44. Who has never ascended on any of the first, second or succeeding stages of yoga, and is dead in the like state of ignorance in which he was born.
45. Vasishtha replied:—The ignorant man that has never attained to any of the states of yoga in his whole life, is carried by the current of his transmigration to rove in a hundred births, until he happens by some chance or other, to get some glimpse of spiritual light in any one of them.
46. Or it may be that one happens to be dissatisfied with the world, by his association with holy men; and the resignation which springs thereby, becomes the ground of one of the stages of his yoga.
47. By this means, the man is saved from this miserable world; because it is the united voice of all the sástras, that an embodied being is released from death, no sooner he has passed through any one stage of yoga (or union with his maker).
48. The performance of a part only of some of the stages of yoga, is enough for the remission of past sins; and for conducting the expurgated person to the celestial abode in a heavenly car. (The wicked man turning from his wickedness, and doing what is right and saveth his soul).
49. He enjoys the Parnassian groves of Sumeru in company with his beloved, when the weight of his righteous acts, outweighs those of unrighteousness.
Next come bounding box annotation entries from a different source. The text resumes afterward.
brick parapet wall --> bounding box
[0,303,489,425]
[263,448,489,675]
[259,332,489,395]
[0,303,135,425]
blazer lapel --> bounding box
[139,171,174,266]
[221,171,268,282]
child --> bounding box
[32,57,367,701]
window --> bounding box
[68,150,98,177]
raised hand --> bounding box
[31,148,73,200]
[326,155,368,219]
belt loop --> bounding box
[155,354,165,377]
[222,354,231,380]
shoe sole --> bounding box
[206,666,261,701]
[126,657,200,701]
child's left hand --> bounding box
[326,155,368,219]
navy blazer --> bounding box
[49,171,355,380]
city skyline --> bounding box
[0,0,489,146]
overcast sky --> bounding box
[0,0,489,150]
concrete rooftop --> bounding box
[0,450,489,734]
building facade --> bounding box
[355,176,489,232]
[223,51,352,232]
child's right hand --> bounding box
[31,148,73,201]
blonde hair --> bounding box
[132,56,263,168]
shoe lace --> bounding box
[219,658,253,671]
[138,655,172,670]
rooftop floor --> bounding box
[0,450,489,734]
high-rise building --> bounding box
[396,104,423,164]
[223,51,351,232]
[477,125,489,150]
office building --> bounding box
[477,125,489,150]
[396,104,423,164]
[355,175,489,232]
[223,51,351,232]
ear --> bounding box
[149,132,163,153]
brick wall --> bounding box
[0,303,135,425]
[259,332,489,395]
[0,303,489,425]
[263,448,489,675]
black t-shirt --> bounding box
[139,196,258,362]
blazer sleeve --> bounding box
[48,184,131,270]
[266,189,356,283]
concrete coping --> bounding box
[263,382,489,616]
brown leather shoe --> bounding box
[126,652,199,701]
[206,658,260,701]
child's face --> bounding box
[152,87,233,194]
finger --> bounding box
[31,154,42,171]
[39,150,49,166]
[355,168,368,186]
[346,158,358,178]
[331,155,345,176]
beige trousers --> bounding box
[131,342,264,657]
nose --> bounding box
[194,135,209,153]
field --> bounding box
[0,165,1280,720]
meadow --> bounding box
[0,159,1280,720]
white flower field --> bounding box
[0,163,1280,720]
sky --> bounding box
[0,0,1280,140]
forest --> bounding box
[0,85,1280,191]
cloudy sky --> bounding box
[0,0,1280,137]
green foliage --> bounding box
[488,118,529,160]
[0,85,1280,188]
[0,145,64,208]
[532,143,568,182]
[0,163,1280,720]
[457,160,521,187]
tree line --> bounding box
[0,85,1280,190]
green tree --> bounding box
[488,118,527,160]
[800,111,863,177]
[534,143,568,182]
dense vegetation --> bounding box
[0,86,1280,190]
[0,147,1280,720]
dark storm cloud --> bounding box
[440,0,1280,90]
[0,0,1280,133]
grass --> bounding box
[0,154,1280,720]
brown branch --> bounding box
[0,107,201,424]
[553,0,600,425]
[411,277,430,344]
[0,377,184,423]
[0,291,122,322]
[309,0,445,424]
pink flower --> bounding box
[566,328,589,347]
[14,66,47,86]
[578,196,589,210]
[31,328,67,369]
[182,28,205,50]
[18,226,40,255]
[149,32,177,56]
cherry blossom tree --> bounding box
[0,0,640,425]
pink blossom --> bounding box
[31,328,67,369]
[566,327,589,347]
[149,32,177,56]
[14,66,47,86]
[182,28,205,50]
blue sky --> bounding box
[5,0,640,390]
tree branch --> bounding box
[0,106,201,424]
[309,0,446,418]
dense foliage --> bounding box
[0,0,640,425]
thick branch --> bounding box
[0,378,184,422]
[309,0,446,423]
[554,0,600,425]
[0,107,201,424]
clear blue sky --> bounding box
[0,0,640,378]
50. The yogi, released from the trap of his temporal enjoyments, and has passed his allotted period; expires in due time, to be reborn in the houses of yogis and rich men, or in the private mansions of learned, good and virtuous people.
51. Being thus born, he betakes himself to the habitual practice of the yoga of his former birth; and has the wisdom to begin at once at the stage to which he was practiced, and which was left unfinished before (hence arises the difference in the capacities of youth).
52. These three stages, Ráma, are designated the waking state; because the yogi retains in them his perception of the differences of things, as a waking man perceives the visible to differ from one another.
53. Men employed in yoga acquire a venerable dignity (in their very appearance), which induce the ignorant to wish for their liberation also (in order to attain to the same rank).